À titre d’exemple, la fabrication d’un jean demande entre 7000 et 10’000 litres d’eau, soit près de 285 douches, et un kilo de viande de bœuf près de 16’000 litres. Au cours des prochaines décennies, l’utilisation de l’eau devrait donc continuer de croître à un rythme de 1% par an, pour atteindre 20 à 30% de plus que le niveau actuel en 2050. Si rien n’est fait, il manquera en 2030 à l’humanité 40% de l’eau dont elle a besoin, selon le dernier rapport ONU-eau publié en mars 2021.

« Le réchauffement climatique va également impacter les ressources disponibles, en entraînant une hausse des événements extrêmes comme les sécheresses, mais aussi les inondations, qui dégradent la qualité de l’eau, souligne Antonio Celeste, spécialiste des produits ESG chez Lyxor ETF. Tout cela va engendrer une crise mondiale de l’eau. » Cette crise touchera notamment les villes, à l’image de Cape Town, où se concentre de plus en plus la population mondiale. Selon une étude parue en 2018 dans le Nature Sustainability Journal, une centaine de mégalopoles dans le monde pourraient ainsi manquer d’eau à l’horizon 2050, dont Los Angeles, Bangalore, São Paulo, Pékin ou encore Londres. Mais c’est l’ensemble de l’économie planétaire qui sera impactée.

Cette pénurie annoncée aiguise l’appétit de certains traders qui voient dans l’eau un nouvel eldorado nommé « or bleu ». Dès 2011, l’économiste Willem Buiter marquait les esprits en annonçant dans une note que le marché de l’eau allait bientôt éclipser celui du pétrole : « Dans un futur proche, je m’attends à des investissements massifs dans le secteur de l’eau (...). Je vois des réseaux de pipelines dont la capacité dépassera celle des réseaux actuels de pétrole et de gaz. Je vois des flottes de tankers (à simple coque !) et des installations de stockage qui éclipseront celles dont nous disposons actuellement pour le pétrole, le gaz naturel et le GNL », écrivait l’analyste phare de Citigroup, avant d’imaginer la mise en place d’un marché mondial où l’or bleu serait négocié comme n’importe quelle commodité.

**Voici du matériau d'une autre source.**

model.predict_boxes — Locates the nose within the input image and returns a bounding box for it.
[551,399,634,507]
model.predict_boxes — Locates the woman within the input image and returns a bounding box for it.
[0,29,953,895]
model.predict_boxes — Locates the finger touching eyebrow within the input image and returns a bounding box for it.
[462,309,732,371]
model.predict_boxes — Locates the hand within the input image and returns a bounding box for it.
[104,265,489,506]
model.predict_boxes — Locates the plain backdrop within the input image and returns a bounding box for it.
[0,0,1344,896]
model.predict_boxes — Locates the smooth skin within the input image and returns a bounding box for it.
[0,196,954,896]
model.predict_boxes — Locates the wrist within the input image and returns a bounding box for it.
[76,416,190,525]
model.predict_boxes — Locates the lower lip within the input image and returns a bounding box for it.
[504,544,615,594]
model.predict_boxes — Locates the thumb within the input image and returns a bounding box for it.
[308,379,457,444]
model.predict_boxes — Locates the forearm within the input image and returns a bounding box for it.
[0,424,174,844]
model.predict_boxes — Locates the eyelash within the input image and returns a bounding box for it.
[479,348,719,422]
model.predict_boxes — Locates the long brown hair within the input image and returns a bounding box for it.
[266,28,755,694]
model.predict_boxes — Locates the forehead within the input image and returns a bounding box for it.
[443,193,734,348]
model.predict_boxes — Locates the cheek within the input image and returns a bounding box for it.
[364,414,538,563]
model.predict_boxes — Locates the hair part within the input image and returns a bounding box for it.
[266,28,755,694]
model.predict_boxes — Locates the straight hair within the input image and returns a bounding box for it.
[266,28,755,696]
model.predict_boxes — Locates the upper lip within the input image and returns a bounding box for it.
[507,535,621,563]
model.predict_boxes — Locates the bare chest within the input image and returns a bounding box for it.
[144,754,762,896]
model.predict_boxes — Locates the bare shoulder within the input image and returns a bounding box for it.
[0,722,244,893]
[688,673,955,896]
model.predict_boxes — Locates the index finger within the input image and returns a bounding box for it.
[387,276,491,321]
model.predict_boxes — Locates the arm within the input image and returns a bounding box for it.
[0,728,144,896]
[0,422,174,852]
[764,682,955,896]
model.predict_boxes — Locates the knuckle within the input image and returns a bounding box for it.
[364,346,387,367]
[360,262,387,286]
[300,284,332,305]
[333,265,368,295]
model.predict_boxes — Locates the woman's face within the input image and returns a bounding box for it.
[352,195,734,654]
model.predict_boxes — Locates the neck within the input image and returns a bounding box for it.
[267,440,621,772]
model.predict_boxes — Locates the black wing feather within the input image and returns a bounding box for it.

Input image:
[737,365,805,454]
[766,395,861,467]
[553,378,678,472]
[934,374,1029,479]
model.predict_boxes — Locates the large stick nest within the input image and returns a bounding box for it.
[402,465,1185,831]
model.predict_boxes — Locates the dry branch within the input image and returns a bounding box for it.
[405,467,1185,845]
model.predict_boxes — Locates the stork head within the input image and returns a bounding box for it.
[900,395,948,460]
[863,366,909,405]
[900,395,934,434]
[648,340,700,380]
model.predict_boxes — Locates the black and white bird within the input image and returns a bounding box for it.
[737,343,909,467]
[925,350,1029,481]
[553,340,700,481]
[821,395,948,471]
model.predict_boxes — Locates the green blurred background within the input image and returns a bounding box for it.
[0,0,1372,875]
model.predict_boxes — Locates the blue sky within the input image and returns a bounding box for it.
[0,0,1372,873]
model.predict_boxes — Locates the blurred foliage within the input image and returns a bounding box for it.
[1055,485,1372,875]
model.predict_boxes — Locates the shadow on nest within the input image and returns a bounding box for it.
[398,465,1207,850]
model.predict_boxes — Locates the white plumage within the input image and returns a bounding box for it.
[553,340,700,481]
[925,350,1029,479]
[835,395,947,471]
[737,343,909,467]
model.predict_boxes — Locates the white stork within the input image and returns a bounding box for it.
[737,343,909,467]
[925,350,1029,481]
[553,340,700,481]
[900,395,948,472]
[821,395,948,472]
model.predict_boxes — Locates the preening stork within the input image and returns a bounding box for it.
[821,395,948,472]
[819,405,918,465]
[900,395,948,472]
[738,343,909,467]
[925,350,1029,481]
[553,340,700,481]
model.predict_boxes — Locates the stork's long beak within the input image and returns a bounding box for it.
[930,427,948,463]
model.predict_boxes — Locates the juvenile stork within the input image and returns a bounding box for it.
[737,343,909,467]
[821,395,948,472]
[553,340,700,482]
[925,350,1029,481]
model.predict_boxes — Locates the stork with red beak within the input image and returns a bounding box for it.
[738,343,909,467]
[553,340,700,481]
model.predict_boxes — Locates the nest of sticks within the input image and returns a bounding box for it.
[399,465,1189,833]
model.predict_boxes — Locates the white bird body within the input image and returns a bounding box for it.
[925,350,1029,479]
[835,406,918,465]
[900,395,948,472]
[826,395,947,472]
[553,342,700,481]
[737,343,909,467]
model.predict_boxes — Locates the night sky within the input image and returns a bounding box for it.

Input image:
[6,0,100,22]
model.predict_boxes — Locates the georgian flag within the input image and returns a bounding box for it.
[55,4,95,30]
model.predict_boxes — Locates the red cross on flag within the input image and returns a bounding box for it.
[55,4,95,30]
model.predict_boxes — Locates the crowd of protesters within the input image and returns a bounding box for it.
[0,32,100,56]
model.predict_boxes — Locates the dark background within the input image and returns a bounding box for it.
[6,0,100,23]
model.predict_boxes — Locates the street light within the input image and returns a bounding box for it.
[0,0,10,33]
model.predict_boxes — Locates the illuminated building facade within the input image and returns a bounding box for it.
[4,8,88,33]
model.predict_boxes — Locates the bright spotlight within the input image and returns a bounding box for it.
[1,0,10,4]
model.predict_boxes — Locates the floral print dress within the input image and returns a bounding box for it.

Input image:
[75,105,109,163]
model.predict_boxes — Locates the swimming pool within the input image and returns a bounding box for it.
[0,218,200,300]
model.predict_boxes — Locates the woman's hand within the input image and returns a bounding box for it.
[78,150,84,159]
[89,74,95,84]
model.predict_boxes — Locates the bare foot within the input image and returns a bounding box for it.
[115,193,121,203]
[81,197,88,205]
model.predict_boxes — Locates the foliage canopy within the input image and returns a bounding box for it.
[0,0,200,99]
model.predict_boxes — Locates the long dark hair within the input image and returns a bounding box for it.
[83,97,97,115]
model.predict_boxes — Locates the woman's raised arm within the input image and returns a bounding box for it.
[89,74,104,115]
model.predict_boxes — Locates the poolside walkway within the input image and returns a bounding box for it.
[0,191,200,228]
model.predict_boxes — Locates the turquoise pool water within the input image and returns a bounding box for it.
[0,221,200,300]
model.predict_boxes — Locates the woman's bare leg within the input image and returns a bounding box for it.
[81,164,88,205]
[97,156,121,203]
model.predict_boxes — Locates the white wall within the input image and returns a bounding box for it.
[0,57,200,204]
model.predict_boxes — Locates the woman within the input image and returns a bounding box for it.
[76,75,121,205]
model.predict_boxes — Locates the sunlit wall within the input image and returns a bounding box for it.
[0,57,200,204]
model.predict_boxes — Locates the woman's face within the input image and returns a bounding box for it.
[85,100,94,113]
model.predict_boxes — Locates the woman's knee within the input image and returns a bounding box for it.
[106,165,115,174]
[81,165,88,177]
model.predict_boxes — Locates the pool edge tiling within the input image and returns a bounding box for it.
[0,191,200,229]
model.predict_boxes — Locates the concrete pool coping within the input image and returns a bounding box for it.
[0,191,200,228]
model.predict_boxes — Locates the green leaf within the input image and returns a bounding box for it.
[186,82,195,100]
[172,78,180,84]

Près de dix ans après cette note, force est de constater que certaines prédictions de Willem Buiter sont en train de se réaliser : en décembre 2020, le Nasdaq et le Chicago Mercantile Exchange – l’une des plus grandes Bourses de matières premières au monde – ont lancé des contrats à terme sur l’eau de Californie qui permettent aux grands consommateurs d’eau californiens (municipalités, industries, agriculteurs), mais aussi à des fonds d’investissement, banques et autres hedge funds d’acheter et de vendre des millions de litres, ouvrant la voie à une spéculation sur le prix de l’eau.

Si, pour leurs promoteurs, les marchés de l’eau permettent de donner une valeur à une substance rare et précieuse, beaucoup s’inquiètent de voir l’or bleu se négocier comme n’importe quelle matière première : « On peut vivre sans cuivre ou sans pétrole, mais pas sans eau. C’est une ressource vitale et irremplaçable », résume un analyste, pour qui les marchés de l’eau sont dangereux.

Mais il ne faut pas exagérer la portée de leur émergence. « Nous observons une financiarisation de l’eau, constate Arnaud Bisschop, cofondateur de Thematics Asset Management. Mais à l’exemple de la Californie et du Chicago Mercantile Exchange, je pense que ces marchés resteront locaux. Il n’y aura pas de marché global de l’eau comme cela existe avec le pétrole, notamment parce que le transport de l’eau ne fait aucun sens économiquement actuellement. »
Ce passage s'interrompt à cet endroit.